Любая глубина — это одновременно и простота, и достигнута она может быть только тогда, когда обеспечена ее связь со всей действительностью. В этом случае она представляет собой абстракцию, которая сама по себе обретает жизнь в многообразных ее проявлениях, как только соприкасается с фактами (1.47).
...Несвободный, разобщенный, ограниченный современный человек одновременно находится под угрозой стать негуманным... Мы утрачиваем чувство родства со своим ближним и скатываемся, таким образом, на путь антигуманности. Когда исчезает сознание, что любой человек нам в какой-то мере небезразличен как человек, тогда расшатываются устои культуры и этики (1.51).
Отрицательно воздействует на культуру также сверхорганизованность наших общественных условий (1.52).
...Мы вступили в новое средневековье. Всеобщим актом воли свобода мышления изъята из употребления, потому что миллионы индивидов отказываются от права на мышление и во всем руководствуются только принадлежностью к корпорации (1.53).

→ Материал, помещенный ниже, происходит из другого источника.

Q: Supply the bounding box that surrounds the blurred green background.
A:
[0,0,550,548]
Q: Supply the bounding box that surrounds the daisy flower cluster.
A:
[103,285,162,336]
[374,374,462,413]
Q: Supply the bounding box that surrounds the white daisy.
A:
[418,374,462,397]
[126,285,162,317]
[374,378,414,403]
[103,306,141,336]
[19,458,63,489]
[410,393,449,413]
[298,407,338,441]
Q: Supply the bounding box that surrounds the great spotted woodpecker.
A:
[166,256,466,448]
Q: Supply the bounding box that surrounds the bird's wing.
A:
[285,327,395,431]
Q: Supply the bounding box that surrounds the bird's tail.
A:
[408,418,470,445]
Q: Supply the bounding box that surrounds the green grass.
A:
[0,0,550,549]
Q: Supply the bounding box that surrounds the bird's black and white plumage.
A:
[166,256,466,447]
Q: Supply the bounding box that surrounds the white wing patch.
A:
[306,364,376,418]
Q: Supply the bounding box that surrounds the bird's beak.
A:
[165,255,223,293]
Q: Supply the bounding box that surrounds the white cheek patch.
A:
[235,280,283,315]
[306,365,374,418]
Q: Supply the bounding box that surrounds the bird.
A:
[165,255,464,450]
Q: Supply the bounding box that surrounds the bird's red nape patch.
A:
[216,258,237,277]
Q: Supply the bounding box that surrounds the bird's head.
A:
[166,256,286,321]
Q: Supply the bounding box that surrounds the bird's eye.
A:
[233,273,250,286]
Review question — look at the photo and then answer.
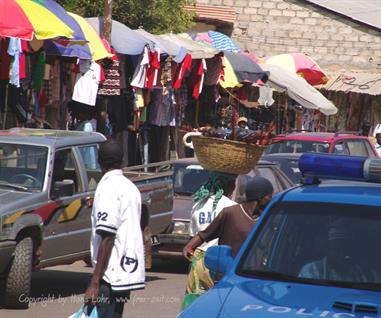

...Избавление от нынешнего средневековья будет намного труднее, чем от прежнего. Тогда велась борьба против исторически обусловленной внешней власти. Ныне речь идет о том, чтобы побудить миллионы индивидов сбросить с себя собственноручно надетое ярмо духовной несамостоятельности... С отказом от независимости своего мышления мы утратили... веру в истину. Наша духовная жизнь дезорганизована. Сверхорганизованность нашей общественной жизни выливается в организацию безумья...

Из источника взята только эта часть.